Now ask yourself these questions: Is picking up my phone these many times a day, spending these many hours, the best way to live the life I want? If someone gave you back these hours a day, would you decide to invest them in your phone? Americans spend an average of 5.4 hours on their mobile phones daily. Social media is responsible for 2 hours and 24 minutes. The average American checks their phone 96 times daily. They do it not because it is the best use of their time but because it is built to be “engaging” (i.e., addictive). Interestingly the iPhone already gives you the tools to treat the “addiction”: Decide how many hours you want back, set strict downtimes per day (and track it), eliminate apps that don't add to your life (or only use them on the desktop), set app limits, move all social media apps to the second screen of the phone, set notifications setting to 2 times a day and create "no mobile" zones and times (ex. meals).

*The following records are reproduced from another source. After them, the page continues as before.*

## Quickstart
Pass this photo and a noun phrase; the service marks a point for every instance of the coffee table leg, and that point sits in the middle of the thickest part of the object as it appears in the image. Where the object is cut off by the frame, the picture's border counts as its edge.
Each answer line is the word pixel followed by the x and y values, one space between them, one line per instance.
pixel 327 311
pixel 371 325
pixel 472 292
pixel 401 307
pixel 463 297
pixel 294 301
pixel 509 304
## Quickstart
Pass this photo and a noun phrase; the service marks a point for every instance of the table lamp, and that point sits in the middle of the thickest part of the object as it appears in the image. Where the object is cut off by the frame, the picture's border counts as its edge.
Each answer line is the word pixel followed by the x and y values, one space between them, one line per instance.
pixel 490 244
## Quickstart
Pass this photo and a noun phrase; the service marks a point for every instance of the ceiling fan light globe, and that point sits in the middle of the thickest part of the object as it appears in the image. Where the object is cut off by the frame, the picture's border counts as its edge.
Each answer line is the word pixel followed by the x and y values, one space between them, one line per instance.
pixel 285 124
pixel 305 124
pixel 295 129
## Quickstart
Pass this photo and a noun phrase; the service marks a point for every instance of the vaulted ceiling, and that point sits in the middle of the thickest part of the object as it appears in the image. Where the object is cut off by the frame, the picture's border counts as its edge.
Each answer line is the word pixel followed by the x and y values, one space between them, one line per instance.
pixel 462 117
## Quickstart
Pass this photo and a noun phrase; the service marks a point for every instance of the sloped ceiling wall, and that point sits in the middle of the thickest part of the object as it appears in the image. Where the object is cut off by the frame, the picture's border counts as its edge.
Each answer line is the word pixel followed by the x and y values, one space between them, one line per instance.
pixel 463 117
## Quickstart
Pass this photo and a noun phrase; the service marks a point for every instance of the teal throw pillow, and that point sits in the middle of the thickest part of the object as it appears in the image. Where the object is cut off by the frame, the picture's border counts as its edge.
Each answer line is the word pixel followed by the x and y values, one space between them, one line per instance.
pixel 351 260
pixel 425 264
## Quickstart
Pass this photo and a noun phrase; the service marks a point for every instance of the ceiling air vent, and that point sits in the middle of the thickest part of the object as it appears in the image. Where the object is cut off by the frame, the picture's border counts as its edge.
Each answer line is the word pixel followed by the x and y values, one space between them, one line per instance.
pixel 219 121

Secondly, create "super activities." You can make time by doing two or three great things simultaneously. If you exercise 5 hours a week, you can start listening to an audiobook while exercising and "create" 5 hours of learning a week. Invite a good friend to play sports once a week, and you will deepen your friendship while burning calories. Traveling to nature with your family strengthens your bonds while lowering stress. Attending religious service will build your spirituality, give you meditation time (a prayer is an ancient form of meditation), and simultaneously build community. Make it a routine.

Finally, buy back your time. Whatever income you make an hour is how much your time is worth. It is a good deal if you can pay other people to take care of things for you that cost less than what your time is worth. Happiness is the balance of positive and negative emotions. Money should be used to eliminate some negative emotions and replace them with positive ones. If you make US$100 an hour and you can pay someone US$20 an hour to mow the lawn, assemble furniture or take care of the kids once a week for a night out with your partner, you are buying back your time to use in whatever you believe is worth more than US$20 an hour. Conversely, If someone asks for an hour of your time, be mindful that they are asking you to "invest" US$100 of your time. Probably worth it if it is to take your daughter/son to the school fair, but it might not be if it is for a useless meeting. Say no.

Time is the most valuable resource you have. Use it well, and make some.